Daily Real Estate News | Monday, July 16, 2012
Texas ranks top as the most affordable housing market in the country, and record low interest rates on loans in recent weeks has pushed affordability even higher in the Lone Star State.
According to the Real Estate Center at Texas A&M University, a home buyer making $37,351 a year could likely qualify to buy a $150,000 home with a 30-year, 80 percent loan with a 4 percent interest rate. The monthly payments would be $572.90. In 1991, however, a home owner would have needed an annual income of $49,023 to qualify for the same loan, which would have carried an average interest rate of 9.64 percent.
“The home purchasing power of a dollar in income increases dramatically as interest rates fall,” says James Gaines, research economist with the Texas A&M Real Estate Center. “With an 80 percent loan at 10 percent interest, $1 of income buys about $3 of housing. At 7 percent, it buys $4 of housing. At 4 percent, it buys nearly $5.50.”

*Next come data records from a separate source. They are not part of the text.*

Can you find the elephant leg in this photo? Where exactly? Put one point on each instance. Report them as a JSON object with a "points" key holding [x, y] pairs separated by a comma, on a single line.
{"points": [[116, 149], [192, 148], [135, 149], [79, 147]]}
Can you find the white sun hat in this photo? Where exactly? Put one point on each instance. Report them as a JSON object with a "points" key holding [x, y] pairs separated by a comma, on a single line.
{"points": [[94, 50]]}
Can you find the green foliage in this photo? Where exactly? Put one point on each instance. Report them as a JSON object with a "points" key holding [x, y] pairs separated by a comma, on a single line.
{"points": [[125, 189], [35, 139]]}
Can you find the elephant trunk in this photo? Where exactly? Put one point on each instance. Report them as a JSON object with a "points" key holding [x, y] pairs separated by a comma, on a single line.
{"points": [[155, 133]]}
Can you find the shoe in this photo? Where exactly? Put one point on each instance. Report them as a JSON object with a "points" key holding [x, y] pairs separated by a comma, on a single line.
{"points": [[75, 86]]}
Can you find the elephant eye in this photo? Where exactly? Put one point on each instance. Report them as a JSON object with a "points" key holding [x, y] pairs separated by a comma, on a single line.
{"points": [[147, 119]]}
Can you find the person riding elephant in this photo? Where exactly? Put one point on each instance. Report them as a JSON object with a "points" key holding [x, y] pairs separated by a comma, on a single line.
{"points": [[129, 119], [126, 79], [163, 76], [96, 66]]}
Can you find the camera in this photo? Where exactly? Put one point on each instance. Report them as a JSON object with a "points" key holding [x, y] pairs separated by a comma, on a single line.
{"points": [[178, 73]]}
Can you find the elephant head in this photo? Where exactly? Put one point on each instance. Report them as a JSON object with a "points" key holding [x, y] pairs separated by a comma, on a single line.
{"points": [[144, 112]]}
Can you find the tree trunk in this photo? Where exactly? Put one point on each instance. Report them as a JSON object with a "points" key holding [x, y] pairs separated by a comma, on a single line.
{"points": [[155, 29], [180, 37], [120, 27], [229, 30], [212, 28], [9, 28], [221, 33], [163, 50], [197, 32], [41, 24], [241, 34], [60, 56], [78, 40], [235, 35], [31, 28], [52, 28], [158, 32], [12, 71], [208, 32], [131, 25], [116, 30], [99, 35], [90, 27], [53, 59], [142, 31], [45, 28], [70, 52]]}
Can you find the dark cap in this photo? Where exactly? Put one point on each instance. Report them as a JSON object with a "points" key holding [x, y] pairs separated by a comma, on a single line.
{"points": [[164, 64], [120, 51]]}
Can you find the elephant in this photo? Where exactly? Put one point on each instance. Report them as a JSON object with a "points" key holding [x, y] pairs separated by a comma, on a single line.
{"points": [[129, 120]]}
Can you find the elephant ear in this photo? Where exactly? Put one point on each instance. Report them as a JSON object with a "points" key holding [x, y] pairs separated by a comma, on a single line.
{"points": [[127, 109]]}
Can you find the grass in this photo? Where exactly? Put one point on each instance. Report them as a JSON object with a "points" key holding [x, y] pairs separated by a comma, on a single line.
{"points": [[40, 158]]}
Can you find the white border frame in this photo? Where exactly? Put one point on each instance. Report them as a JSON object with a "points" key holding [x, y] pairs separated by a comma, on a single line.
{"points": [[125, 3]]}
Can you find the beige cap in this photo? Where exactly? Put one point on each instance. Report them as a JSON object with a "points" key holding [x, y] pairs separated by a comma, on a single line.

But while Texas ranks as the most affordable market now, housing experts say other states are gradually narrowing that gap. The national median home price dropped 25 percent from 2006 and 2011, according to Gaines. Meanwhile, Texas’ median home prices increased 4 percent in that period. Gaines says that Texas may see a decrease in its affordability as home prices begin to rise faster than incomes in some areas.